Jiang Kerong, Pan Yongsheng, Pu Dan, Shi Lijuan, Xu Xiaoliang, Bai Minfeng, Gong Xiaqiong, Guo Jie, Li Ming
Department of Clinical Laboratory, The First People's Hospital of Kunming, No. 1228 Peking Road, Kunming, 650051, China.
BMC Surg. 2025 Mar 22;25(1):112. doi: 10.1186/s12893-025-02832-w.
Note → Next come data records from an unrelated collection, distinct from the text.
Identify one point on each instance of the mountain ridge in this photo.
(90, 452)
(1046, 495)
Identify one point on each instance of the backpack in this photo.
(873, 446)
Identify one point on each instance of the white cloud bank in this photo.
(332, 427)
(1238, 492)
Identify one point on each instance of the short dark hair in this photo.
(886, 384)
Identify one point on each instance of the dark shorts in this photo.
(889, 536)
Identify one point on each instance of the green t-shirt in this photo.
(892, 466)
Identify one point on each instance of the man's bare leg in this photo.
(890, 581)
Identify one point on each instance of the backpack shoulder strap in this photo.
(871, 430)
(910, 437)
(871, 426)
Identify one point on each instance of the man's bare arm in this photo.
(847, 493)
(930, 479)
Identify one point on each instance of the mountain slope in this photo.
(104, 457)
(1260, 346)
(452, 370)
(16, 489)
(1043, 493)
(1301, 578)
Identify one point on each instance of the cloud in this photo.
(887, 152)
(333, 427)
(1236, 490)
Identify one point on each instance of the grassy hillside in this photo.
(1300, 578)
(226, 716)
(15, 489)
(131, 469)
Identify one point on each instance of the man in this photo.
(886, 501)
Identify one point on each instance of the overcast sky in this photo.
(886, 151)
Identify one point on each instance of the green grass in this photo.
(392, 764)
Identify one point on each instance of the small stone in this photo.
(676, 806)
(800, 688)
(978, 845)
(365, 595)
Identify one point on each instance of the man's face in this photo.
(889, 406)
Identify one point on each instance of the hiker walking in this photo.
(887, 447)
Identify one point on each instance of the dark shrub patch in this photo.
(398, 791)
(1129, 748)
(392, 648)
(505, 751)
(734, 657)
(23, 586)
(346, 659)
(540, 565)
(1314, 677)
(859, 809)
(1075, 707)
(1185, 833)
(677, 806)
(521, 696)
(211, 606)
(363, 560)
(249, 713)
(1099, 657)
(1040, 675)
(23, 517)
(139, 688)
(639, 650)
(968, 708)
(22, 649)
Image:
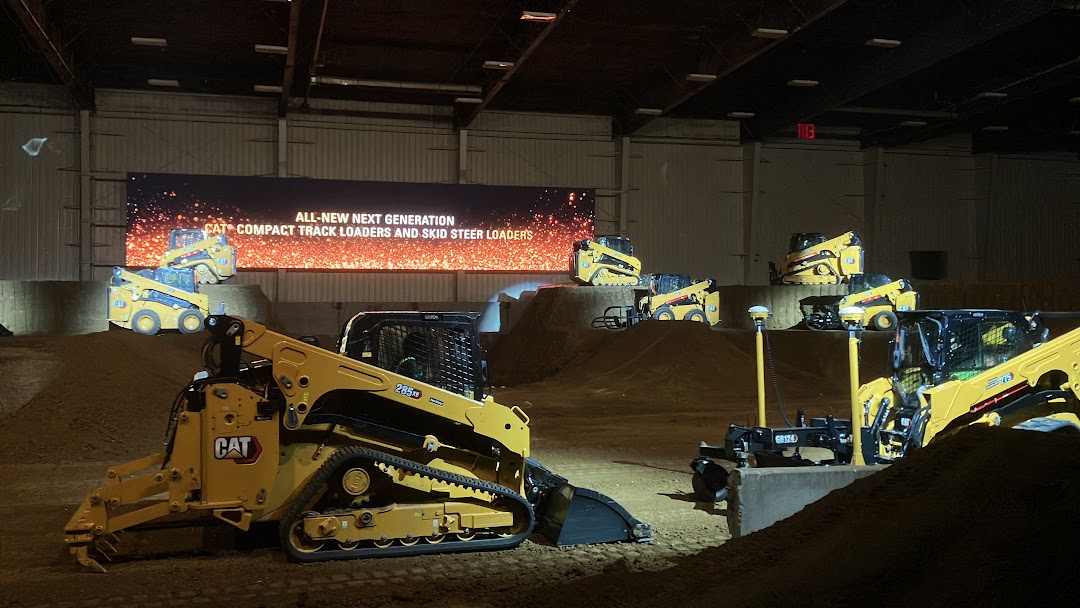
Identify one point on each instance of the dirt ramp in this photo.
(554, 329)
(103, 396)
(963, 522)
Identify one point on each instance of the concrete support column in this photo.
(280, 277)
(752, 229)
(874, 183)
(623, 185)
(282, 148)
(85, 202)
(983, 214)
(463, 156)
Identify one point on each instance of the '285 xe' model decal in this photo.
(244, 449)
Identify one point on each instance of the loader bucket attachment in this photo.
(568, 515)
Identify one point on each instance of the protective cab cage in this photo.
(440, 349)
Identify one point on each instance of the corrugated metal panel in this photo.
(927, 203)
(541, 124)
(39, 197)
(265, 280)
(541, 161)
(804, 189)
(197, 145)
(23, 96)
(1034, 219)
(366, 287)
(162, 104)
(487, 286)
(170, 133)
(686, 210)
(373, 152)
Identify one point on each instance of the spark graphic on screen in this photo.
(324, 225)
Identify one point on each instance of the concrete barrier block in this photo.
(761, 497)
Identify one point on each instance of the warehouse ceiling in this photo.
(881, 71)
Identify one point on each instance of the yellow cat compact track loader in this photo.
(212, 258)
(814, 260)
(670, 297)
(878, 296)
(386, 448)
(150, 300)
(605, 260)
(952, 368)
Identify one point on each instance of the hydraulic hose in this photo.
(775, 383)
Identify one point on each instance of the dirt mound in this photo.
(687, 359)
(554, 329)
(981, 518)
(92, 397)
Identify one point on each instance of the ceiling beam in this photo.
(895, 111)
(925, 48)
(469, 115)
(31, 17)
(977, 112)
(724, 61)
(286, 83)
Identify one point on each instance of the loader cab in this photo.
(440, 349)
(184, 237)
(860, 283)
(802, 241)
(620, 244)
(935, 347)
(669, 283)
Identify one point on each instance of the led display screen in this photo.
(337, 225)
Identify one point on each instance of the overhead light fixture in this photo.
(537, 16)
(271, 49)
(768, 32)
(149, 41)
(700, 77)
(882, 42)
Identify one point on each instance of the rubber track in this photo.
(351, 455)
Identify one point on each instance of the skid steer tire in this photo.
(885, 321)
(664, 313)
(190, 322)
(146, 322)
(694, 315)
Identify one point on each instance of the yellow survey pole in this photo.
(852, 318)
(759, 314)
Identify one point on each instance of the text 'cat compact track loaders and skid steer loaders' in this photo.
(878, 296)
(814, 260)
(952, 368)
(670, 297)
(605, 260)
(212, 258)
(347, 457)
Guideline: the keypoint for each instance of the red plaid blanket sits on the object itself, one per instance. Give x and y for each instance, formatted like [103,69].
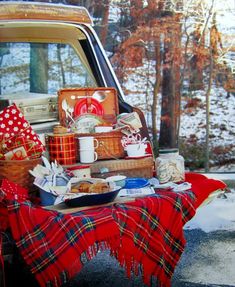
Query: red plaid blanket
[145,235]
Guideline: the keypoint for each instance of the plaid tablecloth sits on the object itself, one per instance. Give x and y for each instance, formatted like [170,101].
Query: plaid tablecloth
[144,235]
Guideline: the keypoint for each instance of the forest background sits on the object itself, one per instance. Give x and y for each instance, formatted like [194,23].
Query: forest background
[175,59]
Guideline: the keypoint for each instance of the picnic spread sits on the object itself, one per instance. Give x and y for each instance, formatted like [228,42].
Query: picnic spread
[145,234]
[95,190]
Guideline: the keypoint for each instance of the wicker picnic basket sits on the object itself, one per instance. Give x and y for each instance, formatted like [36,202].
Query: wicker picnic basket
[110,146]
[18,171]
[139,167]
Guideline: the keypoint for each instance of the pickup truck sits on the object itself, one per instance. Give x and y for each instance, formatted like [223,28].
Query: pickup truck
[44,48]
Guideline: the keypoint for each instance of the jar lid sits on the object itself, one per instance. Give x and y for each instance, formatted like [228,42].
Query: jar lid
[169,150]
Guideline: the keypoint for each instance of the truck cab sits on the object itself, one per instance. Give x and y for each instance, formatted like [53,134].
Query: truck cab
[44,48]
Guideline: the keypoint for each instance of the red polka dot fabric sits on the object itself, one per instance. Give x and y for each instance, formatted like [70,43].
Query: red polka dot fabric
[16,132]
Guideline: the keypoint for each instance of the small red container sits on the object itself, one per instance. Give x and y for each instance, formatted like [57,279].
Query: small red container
[81,171]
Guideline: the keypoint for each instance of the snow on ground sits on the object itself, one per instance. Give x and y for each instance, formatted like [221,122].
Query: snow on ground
[217,215]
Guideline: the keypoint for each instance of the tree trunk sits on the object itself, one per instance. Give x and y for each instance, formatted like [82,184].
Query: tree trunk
[104,23]
[38,68]
[157,85]
[170,95]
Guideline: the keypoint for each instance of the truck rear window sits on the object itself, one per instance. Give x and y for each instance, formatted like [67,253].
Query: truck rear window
[41,68]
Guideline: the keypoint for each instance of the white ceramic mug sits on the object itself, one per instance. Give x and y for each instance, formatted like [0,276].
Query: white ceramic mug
[88,143]
[135,150]
[88,155]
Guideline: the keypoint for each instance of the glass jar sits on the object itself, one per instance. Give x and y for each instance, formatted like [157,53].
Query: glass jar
[170,166]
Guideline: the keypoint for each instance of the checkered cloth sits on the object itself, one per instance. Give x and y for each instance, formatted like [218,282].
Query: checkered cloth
[145,235]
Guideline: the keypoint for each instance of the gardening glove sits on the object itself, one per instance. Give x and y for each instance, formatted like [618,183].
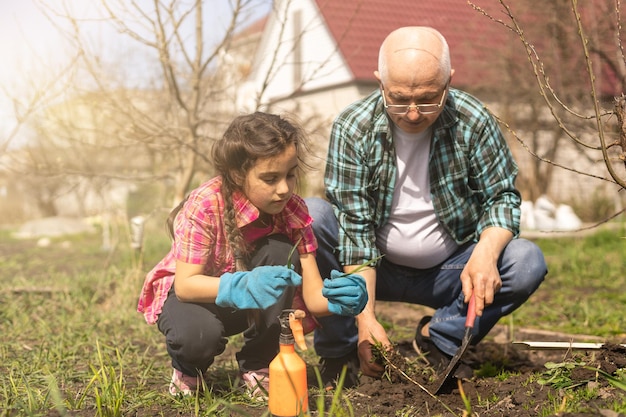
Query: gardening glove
[258,289]
[346,293]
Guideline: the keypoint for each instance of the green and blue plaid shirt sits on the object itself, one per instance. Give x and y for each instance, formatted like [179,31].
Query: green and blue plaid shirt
[472,173]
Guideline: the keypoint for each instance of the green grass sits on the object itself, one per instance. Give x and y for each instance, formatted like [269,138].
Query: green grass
[73,343]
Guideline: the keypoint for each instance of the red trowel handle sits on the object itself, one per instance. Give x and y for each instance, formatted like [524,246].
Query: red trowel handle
[471,311]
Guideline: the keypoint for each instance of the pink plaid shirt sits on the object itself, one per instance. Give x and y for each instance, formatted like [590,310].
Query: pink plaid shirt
[200,238]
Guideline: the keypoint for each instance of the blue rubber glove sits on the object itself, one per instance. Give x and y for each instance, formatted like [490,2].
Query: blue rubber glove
[346,293]
[259,288]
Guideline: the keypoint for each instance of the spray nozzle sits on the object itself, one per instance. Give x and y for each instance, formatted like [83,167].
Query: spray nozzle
[291,328]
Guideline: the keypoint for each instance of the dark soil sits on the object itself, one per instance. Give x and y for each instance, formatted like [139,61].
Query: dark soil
[505,383]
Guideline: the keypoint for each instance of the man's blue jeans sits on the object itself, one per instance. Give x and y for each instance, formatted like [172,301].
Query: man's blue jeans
[522,269]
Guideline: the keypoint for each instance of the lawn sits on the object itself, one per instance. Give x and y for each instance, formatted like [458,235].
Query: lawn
[74,345]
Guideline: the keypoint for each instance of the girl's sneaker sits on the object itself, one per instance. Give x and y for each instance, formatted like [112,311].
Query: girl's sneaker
[184,384]
[257,383]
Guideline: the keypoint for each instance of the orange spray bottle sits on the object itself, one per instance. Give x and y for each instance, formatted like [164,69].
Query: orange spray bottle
[288,394]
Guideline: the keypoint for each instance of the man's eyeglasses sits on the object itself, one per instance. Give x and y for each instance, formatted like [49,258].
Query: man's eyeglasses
[421,108]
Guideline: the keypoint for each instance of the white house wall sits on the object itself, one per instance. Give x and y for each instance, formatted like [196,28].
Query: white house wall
[320,63]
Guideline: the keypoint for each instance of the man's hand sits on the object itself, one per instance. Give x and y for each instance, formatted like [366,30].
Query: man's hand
[346,293]
[481,272]
[371,332]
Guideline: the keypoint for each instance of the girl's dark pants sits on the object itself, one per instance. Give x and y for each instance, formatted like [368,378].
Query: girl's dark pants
[195,333]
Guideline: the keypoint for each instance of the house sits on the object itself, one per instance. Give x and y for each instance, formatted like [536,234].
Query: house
[314,57]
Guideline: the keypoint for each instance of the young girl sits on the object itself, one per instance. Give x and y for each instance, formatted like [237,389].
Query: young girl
[228,269]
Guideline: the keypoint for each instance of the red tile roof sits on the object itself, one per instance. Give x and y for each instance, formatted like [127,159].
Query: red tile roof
[359,27]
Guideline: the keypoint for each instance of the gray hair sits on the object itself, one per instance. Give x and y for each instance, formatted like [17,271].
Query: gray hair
[445,66]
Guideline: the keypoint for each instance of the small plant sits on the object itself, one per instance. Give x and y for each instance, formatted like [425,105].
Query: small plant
[108,387]
[559,375]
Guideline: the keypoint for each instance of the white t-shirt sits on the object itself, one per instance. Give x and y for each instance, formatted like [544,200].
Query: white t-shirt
[412,235]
Lupus nephritis (LN) is a severe complication of systemic lupus erythematosus (SLE), significantly impacting patient outcomes. Despite advances in immunosuppressive therapies, many patients progress to end-stage renal disease (ESRD), and kidney transplantation becomes essential for improving survival. However, the unique characteristics of autoimmune diseases make the timing of kidney transplantation and post-transplant management challenging. This review evaluates authoritative guidelines and recent studies to identify optimal timing for kidney transplantation and effective pre- and post-transplant management measures for patients with LN. RECENT FINDINGS: Advancements in immunosuppressive therapies, including calcineurin inhibitors, Voclosporin, and biologic agents such as belimumab, have significantly improved LN management. Emerging biomarkers, such as urinary MCP-1 and BAFF, offer promising tools for monitoring LN activity and predicting recurrence risk post-transplantation. Current guidelines emphasize the importance of achieving disease quiescence before transplantation, while new evidence supports the benefits of preemptive transplantation and personalized immunosuppressive regimens in improving patient and graft survival. This review highlights the latest evidence and strategies for optimizing kidney transplantation outcomes in LN patients, focusing on timing, immunosuppression, and disease monitoring.
狼疮性肾炎(LN)是系统性红斑狼疮(SLE)的一种严重并发症,对患者的预后有重大影响。尽管免疫抑制治疗取得了进展,但许多患者仍进展为终末期肾病(ESRD),肾移植对于提高生存率至关重要。然而,自身免疫性疾病的独特特征使得肾移植的时机和移植后管理具有挑战性。本综述评估权威指南和近期研究,以确定LN患者肾移植的最佳时机以及有效的移植前和移植后管理措施。最新发现:免疫抑制治疗的进展,包括钙调神经磷酸酶抑制剂、voclosporin和贝利尤单抗等生物制剂,显著改善了LN的管理。新出现的生物标志物,如尿MCP-1和BAFF,为监测LN活动和预测移植后复发风险提供了有前景的工具。当前指南强调在移植前实现疾病静止的重要性,而新证据支持抢先移植和个性化免疫抑制方案在改善患者和移植物生存方面的益处。本综述重点介绍了优化LN患者肾移植结局的最新证据和策略,重点关注时机、免疫抑制和疾病监测。